On the 30th of May, XTech Community promoted a hands-on “Spark Intro & Beyond” meetup. The presentation kicked in with the introduction of Apache Spark, a parallel distributed processing framework, that has been one of the most active Big Data projects over the last years, considering both its usage and all the contributions made by its open-source community.
In comparison to Hadoop MapReduce, the main advantages of Spark revolve around its facility to write jobs with multiple steps, through its functional programming API, as well as the ability to store intermediate data in-memory.
Spark Core Concepts
After the introduction, the focus of the presentation shifted towards the important Spark Core concepts. We learnt:
- what is comprised within the Driver program, written by the developers;
- the RDD abstraction that allows the parallelization of operations over the distributed datasets;
- the types of operations applicable to RDDs: actions e transformations;
A simple word count in Spark was used to demonstrate the ease of the writing process for a first job, as well as all the components involved.
By presenting the execution result of the word count in Spark UI, a web interface available during the Spark application execution that allows its monitoring, we explained the meaning behind the physical execution units in which a Spark application is divided: Job, Stage and Task.
The next topic of the Spark Intro & Beyond Meetup was Spark’s partitioning, in which the number of RDD partitions directly depends on source’s data partitioning and other possible parameters.

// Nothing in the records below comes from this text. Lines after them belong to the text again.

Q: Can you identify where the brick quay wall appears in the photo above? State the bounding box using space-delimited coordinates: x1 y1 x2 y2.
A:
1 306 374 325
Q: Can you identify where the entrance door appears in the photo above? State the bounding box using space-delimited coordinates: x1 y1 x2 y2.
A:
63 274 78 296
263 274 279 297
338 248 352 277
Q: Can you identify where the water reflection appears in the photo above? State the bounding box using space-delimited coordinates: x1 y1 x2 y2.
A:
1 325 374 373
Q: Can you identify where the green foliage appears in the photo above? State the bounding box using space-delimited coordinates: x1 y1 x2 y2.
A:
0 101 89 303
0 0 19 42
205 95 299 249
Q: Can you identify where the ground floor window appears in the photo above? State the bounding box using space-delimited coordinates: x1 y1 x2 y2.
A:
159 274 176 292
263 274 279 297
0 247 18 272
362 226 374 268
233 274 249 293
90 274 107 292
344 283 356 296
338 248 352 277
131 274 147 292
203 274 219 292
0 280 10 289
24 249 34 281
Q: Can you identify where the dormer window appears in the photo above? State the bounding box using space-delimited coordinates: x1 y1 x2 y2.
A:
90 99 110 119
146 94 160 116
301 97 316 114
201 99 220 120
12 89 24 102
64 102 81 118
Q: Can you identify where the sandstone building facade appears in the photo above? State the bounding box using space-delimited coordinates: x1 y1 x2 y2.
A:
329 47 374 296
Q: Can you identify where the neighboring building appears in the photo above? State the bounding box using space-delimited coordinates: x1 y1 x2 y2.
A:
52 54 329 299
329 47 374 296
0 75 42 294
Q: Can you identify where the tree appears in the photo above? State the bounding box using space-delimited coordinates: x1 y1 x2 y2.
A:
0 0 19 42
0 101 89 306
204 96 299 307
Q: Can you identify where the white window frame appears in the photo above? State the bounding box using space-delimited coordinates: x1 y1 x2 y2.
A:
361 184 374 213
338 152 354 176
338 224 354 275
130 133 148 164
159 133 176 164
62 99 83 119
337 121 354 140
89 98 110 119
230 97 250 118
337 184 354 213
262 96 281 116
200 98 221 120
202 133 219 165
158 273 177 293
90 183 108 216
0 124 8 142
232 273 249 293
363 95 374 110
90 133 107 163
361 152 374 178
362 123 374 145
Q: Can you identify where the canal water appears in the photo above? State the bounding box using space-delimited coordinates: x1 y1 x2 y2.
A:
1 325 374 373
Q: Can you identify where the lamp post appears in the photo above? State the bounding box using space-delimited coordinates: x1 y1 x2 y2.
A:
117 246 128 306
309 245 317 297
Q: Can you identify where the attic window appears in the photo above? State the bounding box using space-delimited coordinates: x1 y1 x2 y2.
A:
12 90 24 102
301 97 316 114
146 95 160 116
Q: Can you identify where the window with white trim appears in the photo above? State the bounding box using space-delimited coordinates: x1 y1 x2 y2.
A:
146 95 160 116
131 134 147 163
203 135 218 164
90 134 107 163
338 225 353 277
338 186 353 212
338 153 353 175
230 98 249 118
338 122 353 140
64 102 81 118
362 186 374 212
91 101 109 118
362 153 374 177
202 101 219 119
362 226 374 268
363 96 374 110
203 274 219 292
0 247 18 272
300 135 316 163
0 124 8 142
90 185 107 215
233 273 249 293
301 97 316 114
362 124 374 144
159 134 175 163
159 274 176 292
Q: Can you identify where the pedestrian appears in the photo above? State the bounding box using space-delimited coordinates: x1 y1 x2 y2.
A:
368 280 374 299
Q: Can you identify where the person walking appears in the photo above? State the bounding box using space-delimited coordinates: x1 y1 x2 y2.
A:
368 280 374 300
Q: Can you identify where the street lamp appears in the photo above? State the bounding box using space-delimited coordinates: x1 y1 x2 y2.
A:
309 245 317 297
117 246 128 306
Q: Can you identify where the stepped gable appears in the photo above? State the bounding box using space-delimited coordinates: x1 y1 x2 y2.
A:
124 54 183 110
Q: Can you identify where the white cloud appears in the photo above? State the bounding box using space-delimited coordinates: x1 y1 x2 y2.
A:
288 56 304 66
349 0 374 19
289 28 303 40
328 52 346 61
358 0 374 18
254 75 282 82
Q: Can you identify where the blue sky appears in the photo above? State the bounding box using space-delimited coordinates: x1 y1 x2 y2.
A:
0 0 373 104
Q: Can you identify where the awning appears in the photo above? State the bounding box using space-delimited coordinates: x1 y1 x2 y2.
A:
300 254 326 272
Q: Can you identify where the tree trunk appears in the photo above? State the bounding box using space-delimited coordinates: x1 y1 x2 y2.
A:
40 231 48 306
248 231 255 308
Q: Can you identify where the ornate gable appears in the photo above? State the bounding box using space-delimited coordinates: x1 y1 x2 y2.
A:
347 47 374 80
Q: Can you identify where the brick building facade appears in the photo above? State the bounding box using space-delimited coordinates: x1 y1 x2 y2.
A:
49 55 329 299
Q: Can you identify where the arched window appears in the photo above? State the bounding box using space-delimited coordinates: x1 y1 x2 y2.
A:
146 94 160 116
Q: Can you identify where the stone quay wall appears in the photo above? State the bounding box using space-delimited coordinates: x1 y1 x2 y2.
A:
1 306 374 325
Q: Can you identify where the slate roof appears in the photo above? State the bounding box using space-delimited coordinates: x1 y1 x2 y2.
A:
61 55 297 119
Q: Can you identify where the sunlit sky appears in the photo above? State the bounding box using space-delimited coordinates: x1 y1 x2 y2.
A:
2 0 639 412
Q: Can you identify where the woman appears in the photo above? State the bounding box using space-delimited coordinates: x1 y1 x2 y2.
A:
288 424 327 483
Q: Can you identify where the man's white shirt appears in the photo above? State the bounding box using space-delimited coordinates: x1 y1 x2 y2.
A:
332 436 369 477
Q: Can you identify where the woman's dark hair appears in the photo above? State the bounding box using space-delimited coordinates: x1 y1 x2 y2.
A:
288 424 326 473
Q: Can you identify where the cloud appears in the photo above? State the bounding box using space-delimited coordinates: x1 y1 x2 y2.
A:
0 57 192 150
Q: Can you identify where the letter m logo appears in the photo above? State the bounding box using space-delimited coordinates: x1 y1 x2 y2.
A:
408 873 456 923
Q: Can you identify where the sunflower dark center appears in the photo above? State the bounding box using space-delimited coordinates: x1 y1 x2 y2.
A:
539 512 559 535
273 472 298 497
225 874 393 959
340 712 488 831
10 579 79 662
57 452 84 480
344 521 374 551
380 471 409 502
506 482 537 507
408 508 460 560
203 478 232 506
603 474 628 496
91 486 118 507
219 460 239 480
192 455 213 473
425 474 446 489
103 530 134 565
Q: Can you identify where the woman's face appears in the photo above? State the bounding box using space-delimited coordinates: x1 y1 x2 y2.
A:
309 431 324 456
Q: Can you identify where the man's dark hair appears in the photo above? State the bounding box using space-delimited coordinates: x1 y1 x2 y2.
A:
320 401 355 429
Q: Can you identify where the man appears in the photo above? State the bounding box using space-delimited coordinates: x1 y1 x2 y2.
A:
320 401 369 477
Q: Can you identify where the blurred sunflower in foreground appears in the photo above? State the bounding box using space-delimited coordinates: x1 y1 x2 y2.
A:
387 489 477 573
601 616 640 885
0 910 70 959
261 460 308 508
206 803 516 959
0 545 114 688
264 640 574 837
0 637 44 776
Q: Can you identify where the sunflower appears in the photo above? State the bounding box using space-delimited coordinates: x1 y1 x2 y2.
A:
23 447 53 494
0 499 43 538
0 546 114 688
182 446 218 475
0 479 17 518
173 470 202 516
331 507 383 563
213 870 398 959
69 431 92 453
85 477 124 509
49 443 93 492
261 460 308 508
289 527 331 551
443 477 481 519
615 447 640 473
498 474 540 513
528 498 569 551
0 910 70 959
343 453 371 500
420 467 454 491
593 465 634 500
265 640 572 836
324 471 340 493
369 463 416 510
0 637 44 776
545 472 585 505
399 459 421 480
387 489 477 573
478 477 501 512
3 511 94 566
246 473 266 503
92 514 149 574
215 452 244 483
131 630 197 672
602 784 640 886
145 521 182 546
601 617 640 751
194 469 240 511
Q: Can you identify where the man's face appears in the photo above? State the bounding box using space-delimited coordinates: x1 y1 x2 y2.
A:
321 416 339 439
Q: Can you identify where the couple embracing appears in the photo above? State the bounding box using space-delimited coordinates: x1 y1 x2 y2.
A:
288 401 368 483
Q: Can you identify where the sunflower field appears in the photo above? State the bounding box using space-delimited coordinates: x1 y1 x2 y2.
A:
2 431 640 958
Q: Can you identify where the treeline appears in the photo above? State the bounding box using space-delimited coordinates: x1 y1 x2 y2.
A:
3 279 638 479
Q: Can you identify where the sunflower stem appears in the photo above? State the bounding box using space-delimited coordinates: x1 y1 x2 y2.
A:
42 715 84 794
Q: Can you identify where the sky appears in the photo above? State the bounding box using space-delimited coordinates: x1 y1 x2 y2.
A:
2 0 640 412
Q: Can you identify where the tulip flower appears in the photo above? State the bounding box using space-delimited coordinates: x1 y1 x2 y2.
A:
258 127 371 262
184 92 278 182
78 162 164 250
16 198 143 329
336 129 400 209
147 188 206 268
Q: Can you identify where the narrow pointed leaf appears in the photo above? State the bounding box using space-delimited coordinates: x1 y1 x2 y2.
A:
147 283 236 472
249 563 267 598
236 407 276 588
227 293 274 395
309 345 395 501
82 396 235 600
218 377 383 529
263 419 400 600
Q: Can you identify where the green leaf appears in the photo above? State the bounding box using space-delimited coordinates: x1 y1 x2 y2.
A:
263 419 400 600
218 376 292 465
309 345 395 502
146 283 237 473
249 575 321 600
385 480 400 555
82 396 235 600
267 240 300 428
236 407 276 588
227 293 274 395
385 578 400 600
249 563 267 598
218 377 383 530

Understanding how the partitioning process works is crucial, since the number of partitions of an RDD determines the execution parallelism between distributed operations, and its control allows the developer to write more efficient applications and better use the cluster’s physical resources.
We went over four different techniques to increase the execution parallelism:
- through the 2nd parameter of sc.textFile(“hdfs://…”, 120) function;
- by increasing the number of read partitions of the source Kafka topic;
- through the 2nd parameter of wide transformations, e.g. rdd.reduceByKey(_ + _, 100);
- through rdd.repartition(120) function.
Reduce Shuffle Data
Finally, we showed 3 techniques that minimize the quantity of data sent between two Stages of a single Job, called shuffle data, and help improving the application’s performance.
Shuffles in Spark are extremely expensive, because data is sent over the network between Spark Executors that reside in different cluster nodes, or written and read by Executors that reside on the same node.
The techniques presented to decrease shuffle data were:
- Use of operations with pre-aggregation, e.g. reduceByKey vs groupByKey;
- Applying operations over previously partitioned and cached RDDs;
- Broadcast Joins.
In the end, besides clarifying some doubts regarding the presentation, we debated over several relevant topics, such as:
- Data locality and the integration of Spark in Hadoop clusters;
- Scenarios in which applying Spark processing makes sense;
- Possible causes that may increase a Spark Job’s execution time, and how to troubleshoot them through the Spark UI.